At length the cachalots fled. The sea became calm again. We ascended to the surface; the panels were opened; we hastened to the platform. The ocean was covered with mutilated bodies. A tremendous explosion could not have had more terrible effects. We were floating surrounded by gigantic corpses. Some cachalots were visible on the horizon in full retreat.
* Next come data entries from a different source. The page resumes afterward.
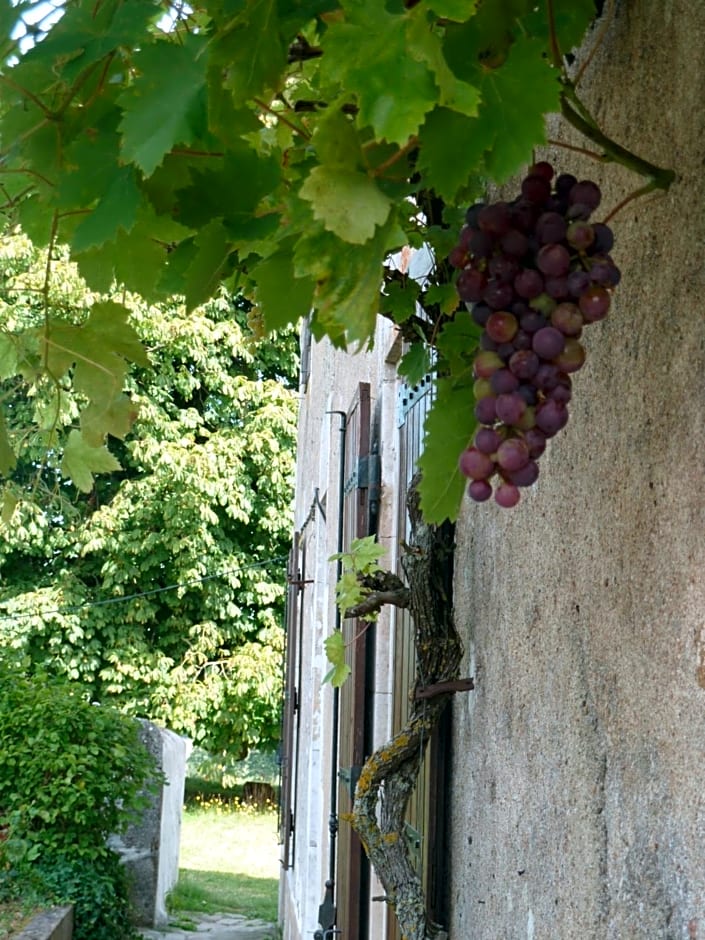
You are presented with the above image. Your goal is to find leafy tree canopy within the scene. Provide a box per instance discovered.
[0,235,297,753]
[0,0,594,518]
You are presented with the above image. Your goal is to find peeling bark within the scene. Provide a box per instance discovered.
[351,478,472,940]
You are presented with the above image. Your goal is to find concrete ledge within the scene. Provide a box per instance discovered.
[16,905,73,940]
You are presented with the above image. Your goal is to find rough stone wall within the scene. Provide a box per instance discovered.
[450,0,705,940]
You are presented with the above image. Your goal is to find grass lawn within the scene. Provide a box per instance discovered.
[170,801,279,922]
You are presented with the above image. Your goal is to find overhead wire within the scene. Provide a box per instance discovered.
[0,555,289,623]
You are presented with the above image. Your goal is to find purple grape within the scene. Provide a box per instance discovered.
[471,304,492,326]
[578,287,610,323]
[497,342,514,362]
[588,258,622,287]
[497,437,529,473]
[473,428,502,454]
[568,271,590,297]
[458,447,495,480]
[494,483,521,509]
[475,395,497,424]
[553,337,585,373]
[536,212,568,245]
[509,460,539,486]
[565,221,595,251]
[477,202,511,237]
[473,350,504,379]
[592,222,614,255]
[468,480,492,503]
[500,228,529,258]
[528,160,554,183]
[448,245,468,269]
[521,173,551,205]
[467,229,494,258]
[465,202,485,228]
[536,398,568,437]
[532,362,561,392]
[482,280,514,310]
[568,180,602,212]
[546,276,570,300]
[556,173,578,197]
[455,268,487,303]
[519,310,548,333]
[514,268,543,300]
[512,329,531,349]
[550,304,583,338]
[490,369,519,395]
[485,310,519,343]
[487,255,519,284]
[492,392,526,426]
[512,199,541,235]
[536,245,570,276]
[524,428,546,460]
[532,326,565,359]
[509,349,539,380]
[517,379,538,406]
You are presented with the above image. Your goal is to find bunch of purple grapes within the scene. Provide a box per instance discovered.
[449,162,620,508]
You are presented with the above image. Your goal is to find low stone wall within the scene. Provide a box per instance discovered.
[108,721,191,927]
[16,905,73,940]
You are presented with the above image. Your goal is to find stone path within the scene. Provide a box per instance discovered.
[140,911,277,940]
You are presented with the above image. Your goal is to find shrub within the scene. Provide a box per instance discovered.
[0,670,158,940]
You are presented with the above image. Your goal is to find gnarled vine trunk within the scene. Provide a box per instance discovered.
[352,478,472,940]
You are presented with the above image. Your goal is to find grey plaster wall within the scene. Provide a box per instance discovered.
[450,0,705,940]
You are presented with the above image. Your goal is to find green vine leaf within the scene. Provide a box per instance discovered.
[323,630,352,689]
[301,166,392,245]
[119,33,207,176]
[61,430,122,493]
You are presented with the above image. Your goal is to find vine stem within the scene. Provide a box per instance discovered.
[603,181,657,224]
[561,82,676,190]
[252,98,311,140]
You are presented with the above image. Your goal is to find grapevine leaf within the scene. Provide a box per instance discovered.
[323,630,352,688]
[300,166,391,245]
[252,251,314,330]
[419,108,486,202]
[84,300,149,366]
[423,284,460,316]
[0,411,17,476]
[428,0,477,22]
[419,376,475,524]
[294,217,396,343]
[72,166,142,252]
[18,0,154,78]
[61,430,122,493]
[436,304,482,376]
[81,395,139,447]
[185,219,232,310]
[478,38,560,182]
[397,343,431,385]
[321,0,437,146]
[0,331,18,379]
[0,486,19,525]
[409,8,480,117]
[118,33,207,176]
[313,108,362,170]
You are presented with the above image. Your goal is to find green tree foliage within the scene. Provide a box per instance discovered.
[0,235,297,753]
[0,664,159,940]
[0,0,594,519]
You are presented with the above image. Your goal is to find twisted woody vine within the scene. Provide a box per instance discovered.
[0,0,674,940]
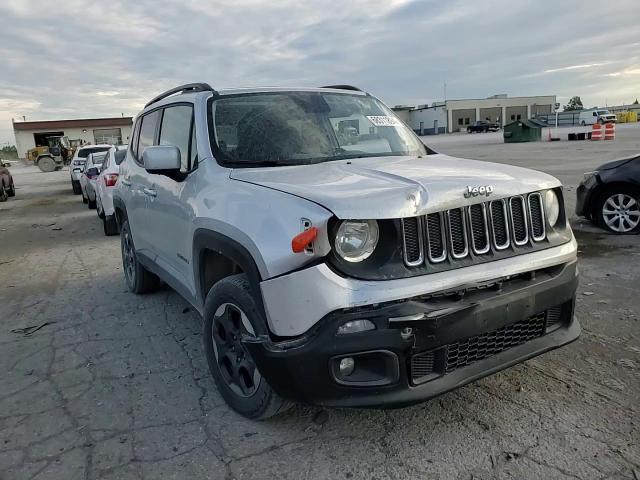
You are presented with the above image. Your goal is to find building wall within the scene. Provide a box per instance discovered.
[447,95,556,132]
[13,125,132,158]
[505,106,529,125]
[478,107,504,123]
[409,106,447,135]
[449,108,477,132]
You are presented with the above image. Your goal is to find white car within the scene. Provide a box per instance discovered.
[80,152,107,209]
[69,144,111,195]
[95,145,128,235]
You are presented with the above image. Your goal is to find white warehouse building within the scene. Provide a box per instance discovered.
[393,94,556,135]
[13,117,133,158]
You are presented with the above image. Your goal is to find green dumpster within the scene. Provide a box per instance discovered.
[502,120,546,143]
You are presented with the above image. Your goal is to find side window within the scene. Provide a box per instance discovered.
[131,118,142,158]
[137,110,162,162]
[159,105,193,173]
[189,119,198,170]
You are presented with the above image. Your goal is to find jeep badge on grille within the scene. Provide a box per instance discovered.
[464,185,493,198]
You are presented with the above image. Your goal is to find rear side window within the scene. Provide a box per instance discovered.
[159,105,193,173]
[137,110,162,161]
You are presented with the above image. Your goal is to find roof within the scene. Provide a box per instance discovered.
[13,117,133,130]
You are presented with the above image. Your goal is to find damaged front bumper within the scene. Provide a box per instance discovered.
[245,260,580,407]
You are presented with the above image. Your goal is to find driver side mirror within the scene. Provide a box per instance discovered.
[142,145,181,174]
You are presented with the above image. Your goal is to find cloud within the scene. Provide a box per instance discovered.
[0,0,640,143]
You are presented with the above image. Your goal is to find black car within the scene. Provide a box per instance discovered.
[467,120,500,133]
[576,155,640,235]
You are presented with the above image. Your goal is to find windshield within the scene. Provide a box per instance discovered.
[211,92,426,167]
[78,147,111,158]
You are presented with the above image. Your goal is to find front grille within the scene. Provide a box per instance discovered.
[402,217,423,266]
[410,304,571,385]
[447,208,469,258]
[402,192,546,267]
[509,197,529,245]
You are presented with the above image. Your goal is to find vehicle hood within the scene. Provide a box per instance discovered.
[230,154,560,219]
[596,155,640,170]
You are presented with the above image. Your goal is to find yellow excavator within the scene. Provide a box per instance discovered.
[27,136,75,172]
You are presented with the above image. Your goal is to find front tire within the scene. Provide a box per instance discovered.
[596,185,640,235]
[203,274,291,420]
[120,220,160,294]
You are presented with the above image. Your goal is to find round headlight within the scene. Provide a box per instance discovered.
[542,190,560,227]
[335,220,379,262]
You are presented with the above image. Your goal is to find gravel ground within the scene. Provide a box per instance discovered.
[0,126,640,480]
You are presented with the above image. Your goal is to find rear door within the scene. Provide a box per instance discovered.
[148,103,197,297]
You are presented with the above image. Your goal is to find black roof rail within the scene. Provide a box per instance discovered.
[144,83,218,108]
[320,85,364,92]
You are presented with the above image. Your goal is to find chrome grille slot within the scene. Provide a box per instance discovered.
[489,200,510,250]
[402,217,424,267]
[426,213,447,263]
[467,203,490,255]
[447,208,469,258]
[527,192,546,242]
[509,196,529,246]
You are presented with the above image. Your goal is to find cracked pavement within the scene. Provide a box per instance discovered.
[0,131,640,480]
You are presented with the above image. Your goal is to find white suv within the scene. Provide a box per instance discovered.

The waves were tinged with red for several miles, and we appeared to be sailing in a sea of blood.

Captain Nemo now joined us.

“Well, Master Land!” he said.

“Well, sir!” replied the Canadian, whose ardour had somewhat abated. “It is really a terrible spectacle; but I am not a butcher, myself; I am merely a hunter, and this has been butchery.”

“It was only a massacre of mischievous animals,” replied the captain; “and the Nautilus is not a butcher's knife.”

“T prefer my harpoon,” replied Ned.

“Everyone to his own weapon,” replied the captain, looking steadily at the Canadian.

I was afraid the latter would give way to some violence, which would have deplorable consequences. But his wrath was turned aside by the sight of a whale, which the Nautilus had just reached. The animal had not escaped scot-free from the jaws of the cachalots. I recognised the southern whale by its black and flattened head. Anatomically it is distinguished from the white and the North Cape whales by the joining of the seven cervical vertebræ, and it possesses two more ribs than the others. This unhappy specimen was lying upon its side, the belly bitten to pieces, quite dead.